Thomas Tuchel abre su era mundialista con casi todo el arsenal disponible: 25 de los 26 convocados están listos. Solo falta Trevoh Chalobah, incorporado a última hora y aún sin ritmo competitivo. El resto, en guardia. El torneo ya ha dejado claro que las grandes figuras no están para esperar su momento; han entrado al Mundial marcando territorio desde el primer día. Inglaterra no puede permitirse ir a remolque.
Harry Kane y Bukayo Saka
Al frente, como siempre, Harry Kane. El capitán llega como referencia absoluta, líder de un equipo obligado a dar un paso más que en ciclos anteriores. Su presencia fija el plan, pero no despeja todas las dudas. La gran incógnita se llama Bukayo Saka.
El jugador del Arsenal arrastra molestias y su gestión se ha convertido en el primer gran rompecabezas de Tuchel.

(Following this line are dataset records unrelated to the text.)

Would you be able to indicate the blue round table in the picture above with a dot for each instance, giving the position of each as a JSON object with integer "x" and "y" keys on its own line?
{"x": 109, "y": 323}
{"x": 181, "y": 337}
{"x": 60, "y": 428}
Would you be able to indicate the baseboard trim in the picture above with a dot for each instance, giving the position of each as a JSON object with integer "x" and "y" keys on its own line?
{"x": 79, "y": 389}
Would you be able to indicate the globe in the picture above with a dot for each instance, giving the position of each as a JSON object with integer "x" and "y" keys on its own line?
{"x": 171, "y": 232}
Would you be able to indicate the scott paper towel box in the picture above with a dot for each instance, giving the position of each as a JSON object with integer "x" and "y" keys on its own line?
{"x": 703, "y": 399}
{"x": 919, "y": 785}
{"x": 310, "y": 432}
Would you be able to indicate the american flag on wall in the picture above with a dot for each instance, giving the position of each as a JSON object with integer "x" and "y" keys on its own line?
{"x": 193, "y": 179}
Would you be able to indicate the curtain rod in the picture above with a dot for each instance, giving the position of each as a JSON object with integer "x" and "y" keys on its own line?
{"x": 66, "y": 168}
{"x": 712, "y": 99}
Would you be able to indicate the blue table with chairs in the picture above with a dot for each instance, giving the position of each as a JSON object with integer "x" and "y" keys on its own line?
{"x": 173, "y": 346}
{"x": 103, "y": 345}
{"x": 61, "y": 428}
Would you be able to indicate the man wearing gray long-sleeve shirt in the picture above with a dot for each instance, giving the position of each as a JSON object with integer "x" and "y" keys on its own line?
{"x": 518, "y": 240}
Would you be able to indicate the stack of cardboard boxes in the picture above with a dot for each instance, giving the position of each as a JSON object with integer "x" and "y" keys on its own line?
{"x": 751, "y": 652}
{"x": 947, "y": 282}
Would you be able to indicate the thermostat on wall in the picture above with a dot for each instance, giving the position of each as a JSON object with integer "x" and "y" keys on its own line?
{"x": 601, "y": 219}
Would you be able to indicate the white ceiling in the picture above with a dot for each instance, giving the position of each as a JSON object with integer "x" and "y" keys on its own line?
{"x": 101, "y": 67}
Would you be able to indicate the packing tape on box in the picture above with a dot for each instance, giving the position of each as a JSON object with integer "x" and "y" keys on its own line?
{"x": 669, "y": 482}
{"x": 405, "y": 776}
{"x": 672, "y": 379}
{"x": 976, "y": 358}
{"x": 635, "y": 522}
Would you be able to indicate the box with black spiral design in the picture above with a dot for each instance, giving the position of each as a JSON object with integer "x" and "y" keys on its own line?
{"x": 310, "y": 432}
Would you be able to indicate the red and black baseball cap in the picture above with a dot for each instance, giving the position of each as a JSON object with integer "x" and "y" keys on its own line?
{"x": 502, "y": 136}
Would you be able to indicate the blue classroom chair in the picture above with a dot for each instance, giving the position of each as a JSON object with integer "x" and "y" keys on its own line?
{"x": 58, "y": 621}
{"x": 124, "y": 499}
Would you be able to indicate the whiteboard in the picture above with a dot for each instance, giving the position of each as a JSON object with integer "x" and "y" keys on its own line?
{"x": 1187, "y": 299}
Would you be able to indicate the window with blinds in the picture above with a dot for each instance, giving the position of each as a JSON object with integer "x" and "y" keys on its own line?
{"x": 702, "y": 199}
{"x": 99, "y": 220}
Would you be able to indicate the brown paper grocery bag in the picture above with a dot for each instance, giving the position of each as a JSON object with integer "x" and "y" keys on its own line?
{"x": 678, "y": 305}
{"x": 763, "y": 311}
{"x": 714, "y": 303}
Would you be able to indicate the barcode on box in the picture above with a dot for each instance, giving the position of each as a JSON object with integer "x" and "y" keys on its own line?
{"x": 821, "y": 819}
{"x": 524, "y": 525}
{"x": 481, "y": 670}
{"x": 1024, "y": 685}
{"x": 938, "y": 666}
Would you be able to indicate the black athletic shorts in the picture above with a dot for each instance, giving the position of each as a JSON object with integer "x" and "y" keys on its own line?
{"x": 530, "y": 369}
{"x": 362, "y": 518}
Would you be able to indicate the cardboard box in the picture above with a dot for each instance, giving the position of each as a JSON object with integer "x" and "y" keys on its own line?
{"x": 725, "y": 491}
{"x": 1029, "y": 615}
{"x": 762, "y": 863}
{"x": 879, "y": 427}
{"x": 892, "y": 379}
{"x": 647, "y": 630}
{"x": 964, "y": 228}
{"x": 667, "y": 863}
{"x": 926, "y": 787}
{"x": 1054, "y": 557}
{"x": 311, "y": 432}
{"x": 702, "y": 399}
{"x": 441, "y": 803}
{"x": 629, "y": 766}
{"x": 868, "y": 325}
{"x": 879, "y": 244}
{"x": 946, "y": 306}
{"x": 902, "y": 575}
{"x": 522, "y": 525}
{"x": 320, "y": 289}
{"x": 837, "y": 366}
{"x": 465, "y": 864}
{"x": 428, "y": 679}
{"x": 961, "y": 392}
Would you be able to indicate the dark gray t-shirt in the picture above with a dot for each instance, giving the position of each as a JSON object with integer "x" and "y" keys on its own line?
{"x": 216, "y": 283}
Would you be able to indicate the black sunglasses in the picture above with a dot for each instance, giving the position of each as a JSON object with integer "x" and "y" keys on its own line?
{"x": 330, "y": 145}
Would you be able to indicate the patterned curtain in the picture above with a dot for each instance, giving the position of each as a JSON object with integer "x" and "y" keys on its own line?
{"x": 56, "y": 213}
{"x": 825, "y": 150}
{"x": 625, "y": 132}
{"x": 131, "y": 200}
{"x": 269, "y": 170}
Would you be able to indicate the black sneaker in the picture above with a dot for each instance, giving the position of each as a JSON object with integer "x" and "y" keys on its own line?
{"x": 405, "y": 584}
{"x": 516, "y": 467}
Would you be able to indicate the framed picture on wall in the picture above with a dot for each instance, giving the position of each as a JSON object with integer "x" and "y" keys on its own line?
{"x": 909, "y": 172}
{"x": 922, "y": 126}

Saka cambia el rostro del ataque inglés: rompe líneas, acelera partidos, abre defensas cerradas. Pero el riesgo físico está ahí. ¿Le basta con una hora? ¿Debe reservarse para el tramo final? ¿O se asume el riesgo y se le da la titularidad en un estreno que ya huele a partido clave?
Croacia
Croacia llega con otro aire. Es un equipo reconocible en la idea, pero muy distinto en los nombres a aquel que rompió el sueño inglés en 2018. Menos jerarquía, menos peso específico… y, aun así, un núcleo competitivo que no se rinde. En el centro de todo, como un reloj que se niega a pararse, sigue Luka Modric.
El veterano centrocampista continúa siendo el corazón del juego croata, el hombre que marca el ritmo y al que Inglaterra no puede perder de vista. Si Modric se siente cómodo, Croacia crece. Si se le encierra, el rival se apaga. El duelo en la medular amenaza con decidir mucho más que tres puntos en un grupo que completan Ghana y Panamá.
Conclusión
No es un estreno cualquiera. Es una prueba de carácter, de memoria y de presente. Inglaterra llega con un técnico nuevo, con jerarquía en la plantilla y con la obligación de demostrar que aquella noche de Rusia pertenece a otro tiempo. Croacia, con menos nombres pero con el mismo orgullo, quiere recordarles que los fantasmas del pasado nunca se van del todo.
Dallas será el escenario. El primer golpe, para quien se atreva a darlo.